La loi autorise la police à employer la force dans certaines situations (arrestations, évasions, flagrant délits, etc.).

Le terme de « violence policière  » est utilisé par la plupart des médias pour désigner des violences dites « illégitimes  », c’est-à-dire qu’elles ne sont pas nécessaires ou exagérées. ce cas est alors appelé « bavure policière  ».

La relation avec l’activité policière, circonstancielle ou causale soit-elle, est aussi importante dans la définition ordinaire des « violences policières » .On entend par là qu’une violence généré par un policier en dehors de son service et sans l’usage des armes ou prérogatives que son emploi confère n’est pas considérée comme violence policière.

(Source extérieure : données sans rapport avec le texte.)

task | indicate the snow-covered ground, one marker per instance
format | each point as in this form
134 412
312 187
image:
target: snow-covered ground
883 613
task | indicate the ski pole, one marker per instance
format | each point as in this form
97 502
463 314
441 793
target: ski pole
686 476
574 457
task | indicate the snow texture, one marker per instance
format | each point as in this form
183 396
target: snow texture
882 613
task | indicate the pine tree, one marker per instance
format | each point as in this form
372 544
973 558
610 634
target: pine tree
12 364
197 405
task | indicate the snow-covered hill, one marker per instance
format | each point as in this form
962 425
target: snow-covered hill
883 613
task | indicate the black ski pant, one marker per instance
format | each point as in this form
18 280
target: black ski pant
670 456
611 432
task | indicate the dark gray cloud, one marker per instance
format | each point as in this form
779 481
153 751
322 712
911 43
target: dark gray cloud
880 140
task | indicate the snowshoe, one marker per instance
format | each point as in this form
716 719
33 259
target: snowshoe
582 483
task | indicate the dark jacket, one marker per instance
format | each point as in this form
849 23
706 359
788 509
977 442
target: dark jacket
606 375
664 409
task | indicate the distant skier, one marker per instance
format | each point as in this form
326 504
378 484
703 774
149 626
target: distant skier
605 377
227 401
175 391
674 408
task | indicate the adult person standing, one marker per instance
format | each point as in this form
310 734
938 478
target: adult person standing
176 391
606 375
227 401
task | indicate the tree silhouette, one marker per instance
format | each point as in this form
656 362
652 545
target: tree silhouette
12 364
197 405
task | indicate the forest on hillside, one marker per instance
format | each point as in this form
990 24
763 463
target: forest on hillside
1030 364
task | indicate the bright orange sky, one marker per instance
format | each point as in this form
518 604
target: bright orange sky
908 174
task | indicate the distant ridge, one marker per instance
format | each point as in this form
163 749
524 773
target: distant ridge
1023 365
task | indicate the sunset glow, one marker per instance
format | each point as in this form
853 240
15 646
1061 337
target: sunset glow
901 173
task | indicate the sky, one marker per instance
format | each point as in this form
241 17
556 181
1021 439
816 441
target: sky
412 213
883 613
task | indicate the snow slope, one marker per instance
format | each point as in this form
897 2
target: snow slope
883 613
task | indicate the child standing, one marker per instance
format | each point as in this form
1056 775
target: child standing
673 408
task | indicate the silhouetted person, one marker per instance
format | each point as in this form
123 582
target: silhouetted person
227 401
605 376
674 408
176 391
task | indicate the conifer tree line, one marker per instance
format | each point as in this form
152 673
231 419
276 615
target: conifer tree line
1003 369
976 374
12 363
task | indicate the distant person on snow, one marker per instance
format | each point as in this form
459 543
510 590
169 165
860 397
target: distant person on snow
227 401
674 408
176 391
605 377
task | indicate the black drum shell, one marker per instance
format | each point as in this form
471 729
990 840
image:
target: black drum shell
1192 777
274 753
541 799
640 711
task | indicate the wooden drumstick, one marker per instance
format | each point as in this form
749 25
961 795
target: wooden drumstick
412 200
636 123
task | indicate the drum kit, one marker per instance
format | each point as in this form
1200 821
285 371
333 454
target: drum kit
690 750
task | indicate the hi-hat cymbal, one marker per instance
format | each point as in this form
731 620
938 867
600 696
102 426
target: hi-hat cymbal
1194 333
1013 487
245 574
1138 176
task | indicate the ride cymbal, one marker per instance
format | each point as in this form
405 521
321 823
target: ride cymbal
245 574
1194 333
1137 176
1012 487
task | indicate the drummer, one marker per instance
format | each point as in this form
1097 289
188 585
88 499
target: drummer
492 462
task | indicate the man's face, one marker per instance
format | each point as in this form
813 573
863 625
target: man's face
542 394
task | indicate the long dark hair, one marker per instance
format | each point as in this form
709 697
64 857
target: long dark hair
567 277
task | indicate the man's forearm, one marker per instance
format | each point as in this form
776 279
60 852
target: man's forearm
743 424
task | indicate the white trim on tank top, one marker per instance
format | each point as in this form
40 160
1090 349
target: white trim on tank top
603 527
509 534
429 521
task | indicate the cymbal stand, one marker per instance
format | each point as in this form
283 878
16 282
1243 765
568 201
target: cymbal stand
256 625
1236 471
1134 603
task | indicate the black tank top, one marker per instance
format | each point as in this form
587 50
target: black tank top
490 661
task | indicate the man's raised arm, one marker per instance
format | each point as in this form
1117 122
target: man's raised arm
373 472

On peut distinguer deux formes de violence policière:

violence ordinaire:

La violence policière peut prendre toutes les formes de la violence classique, parmi lesquelles les plus visibles sont la violence physique (coups, blessures, meurtre) ou morale (harcèlement verbal ou procédurier, harcèlement sexuel, racisme, manque de respect, etc.). Ce comportement violent illégitime est notamment facilité par le statut et l’équipement dont le policier dispose dans l’exercice de leur fonction(port d’armes, accès à des informations privées, des dispositifs d’écoute téléphonique, etc.). violence légitime et illégitime vont souvent de pair; il est difficile de ne permettre que la première en empêchant la deuxième. Toutefois, l’ambigüité persiste depuis le développement d’armes comme les lanceurs de balle de défense ou les armes électriques de type Taser dans les services de police. Ces armes sont considérées à la fois comme un moyen de limiter les conséquences d’un usage légitime de la violence physique, mais aussi de favoriser le recours à la force au détriment de la négociation.

violence de situation:

Il existe également des formes de violences spécifiques de l’autorité spéciale dont la police est revêtue, qui ont trait à l’impossibilité (en droit comme en fait) de résister aux agissements des forces de police. Cette impossibilité est de droit commun dans de nombreux États, toujours en raison de l’argument de suprématie de l’intérêt public. Ainsi, les policiers assermentés ont voix prépondérante en cas de conflits de témoignages. Leur responsabilité personnelle peut alors être exonérée quand ils usent de violence (même inappropriée à la situation) dans l’exercice de leurs fonctions en raison de la difficulté à prouver en pratique que l’usage de la force était inapproprié.